This is the first of two articles derived from the SPIC conference. It was good to meet so many of you there and to those who only got a passing glimpse, or failed to spot me at all, I apologise.
Leyland Daf really dominated the first day. In anticipation of that, I had made some enquiries and found that the Insolvency Service were, as formally announced by Ron Robinson this week, looking to insert some appropriate legislation in the new Companies Bill. This will deal with the problem going forward, as will the general improvement in the Crown’s attitude.
This doesn’t deal with your existing cases, but my enquiries suggest that all is not lost. Basically, the Crown departments have been receiving requests from IPs for their reasonable costs in realising assets covered by a floating charge and are prepared to take a sensible view. Don’t expect to get your bond disbursement back and I’d be surprised if time spent doing your D return will be paid, but reasonably direct costs with a sensible amount of overhead included in the rates have a chance of getting approved. The important thing is that HM Revenue and Customs will expect to benefit, so trying to ‘mop up’ the entire balance will not work. They are more likely to approve some remuneration where they have a recognisable result for the efforts you are charging for.

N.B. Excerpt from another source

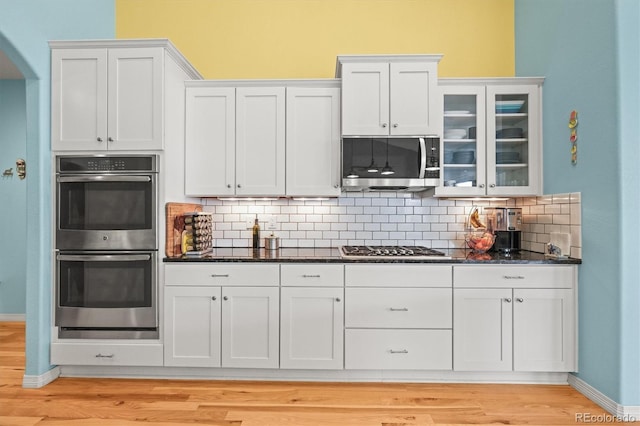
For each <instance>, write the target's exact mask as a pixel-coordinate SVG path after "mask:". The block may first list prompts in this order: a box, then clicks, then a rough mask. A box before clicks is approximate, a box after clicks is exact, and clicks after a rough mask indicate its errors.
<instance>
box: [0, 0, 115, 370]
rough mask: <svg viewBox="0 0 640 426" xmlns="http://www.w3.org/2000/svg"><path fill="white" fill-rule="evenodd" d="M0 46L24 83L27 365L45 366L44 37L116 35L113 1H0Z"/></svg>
mask: <svg viewBox="0 0 640 426" xmlns="http://www.w3.org/2000/svg"><path fill="white" fill-rule="evenodd" d="M0 11H1V13H0V50H2V51H4V52H5V53H6V54H7V56H9V58H10V59H11V60H12V61H13V62H14V63H15V64H16V65H17V66H18V68H19V69H20V71H22V73H23V75H24V76H25V79H26V80H25V85H26V90H25V93H26V104H25V105H26V118H27V123H26V145H27V153H26V156H27V158H26V160H27V165H28V167H29V169H28V173H29V174H28V177H27V179H26V182H27V200H26V202H27V213H26V222H27V249H26V250H27V252H26V271H27V273H26V275H27V276H26V280H27V288H26V318H27V329H26V358H27V362H26V368H25V374H26V375H29V376H37V375H41V374H43V373H45V372H46V371H48V370H49V368H50V365H49V345H50V340H51V338H50V334H51V277H52V273H51V271H52V263H51V229H50V228H51V226H50V223H51V219H50V217H51V184H50V182H51V180H50V176H51V150H50V141H49V139H50V136H49V135H50V131H49V123H50V96H49V92H50V87H49V86H50V85H49V78H50V77H49V76H50V52H49V45H48V41H49V40H56V39H58V40H62V39H83V38H115V25H114V20H115V4H114V1H113V0H55V1H53V0H52V1H41V0H21V1H16V0H0Z"/></svg>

Just to knock it on the head once and for all, the ingenious idea put about at a recent series of seminars, namely to write to the bank to ask them to retract their floating charge in cases where they would not see any dividend after the preferential creditors have been paid, is not appropriate. The benefit of this approach is that the preferential claim would no longer be paid out of floating charge funds, restoring the priority of the liquidator’s fees. In the first place, as pointed out at the seminars, the ethical guide prevents you from taking action in your own interest and there can be no other reason for writing to a bank and asking them to lift their charge. Secondly, my enquiries suggest that while HM Revenue and Customs might be prepared to ignore a few minor events, there is a very significant risk that they would take interest in a larger case, potentially both recovering the money through the courts and complaining to the IP’s regulatory body. Such an action would be a fitness and propriety issue and would put your licence in jeopardy. It cannot be worth the risk.